There are certainly games out there designed to specifically be about killing the other team or the environment, the end. But if you’re going to talk about an MMO and then disregard the massively-multiplayer aspect of it with a quick dismissal saying, “The descriptive word “multiplayer” can be radically misleading. Despite the term, most WoW gaming is performed by and most especially for the individual, and many parts of the game are played on one’s own,” without even discussing HOW the game is “massively-multiplayer” you are missing the point of an MMO entirely. Yes, you can level by yourself and you could choose to spend all your time as a dark loner in a game of (in the year 2015) 10 million other people. However, even if you level alone there are bosses that require more than one person to defeat, achievements one can’t complete alone, guilds to join filled with people you can talk to, receive help from, help out and even actually befriend. There are auction houses with gear and items being sold by real people to real people, trolls who can make global chat hilarious or aggravating. None of this exists in a single-player game. I believe a large part of the “play” in a game like WoW that has so many aspects of work in it is the social interaction that you so boldly shrugged off.
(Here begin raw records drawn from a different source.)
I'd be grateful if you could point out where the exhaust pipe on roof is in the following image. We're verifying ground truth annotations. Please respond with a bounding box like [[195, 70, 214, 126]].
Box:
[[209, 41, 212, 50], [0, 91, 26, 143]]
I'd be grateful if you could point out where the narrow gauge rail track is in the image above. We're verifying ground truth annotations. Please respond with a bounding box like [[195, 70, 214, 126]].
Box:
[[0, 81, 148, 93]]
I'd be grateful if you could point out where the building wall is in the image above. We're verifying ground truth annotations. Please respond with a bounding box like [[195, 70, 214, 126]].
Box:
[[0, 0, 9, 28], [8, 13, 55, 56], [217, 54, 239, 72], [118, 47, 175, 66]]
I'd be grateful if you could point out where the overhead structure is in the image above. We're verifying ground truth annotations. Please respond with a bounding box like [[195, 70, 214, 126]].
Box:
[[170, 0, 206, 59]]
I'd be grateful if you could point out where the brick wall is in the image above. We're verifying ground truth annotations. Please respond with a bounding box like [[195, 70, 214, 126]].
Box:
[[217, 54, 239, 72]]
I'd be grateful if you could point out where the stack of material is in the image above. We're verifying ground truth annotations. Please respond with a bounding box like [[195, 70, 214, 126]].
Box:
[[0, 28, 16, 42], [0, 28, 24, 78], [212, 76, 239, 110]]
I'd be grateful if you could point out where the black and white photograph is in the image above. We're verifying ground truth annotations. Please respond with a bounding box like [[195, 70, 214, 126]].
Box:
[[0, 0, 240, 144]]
Without the other real people behind so many screens, the MMO would be far more boring than a single-player game, specifically because it is so repetitive and so akin to “work”. If nothing else, human beings love to complete set goals and then they love to receive praise for completing them. Without the people the praise is gone.
MMO games are in essence a digital game of “playing house.” As a child you pretended to be an adult (or a robot/cowboy/astronaut/dragon) to work out social niceties and learn how to interact with others. Many adults hide behind the guise of an elf or a dwarf or a giant cow-person because they are still in the act of figuring out how to function in society. Whether or not they are successful isn’t the point. It is the act of pretending to be that which you are and are not, and then assimilating the responses of those around you to become a better or worse human being. That, to me, is why people “play.”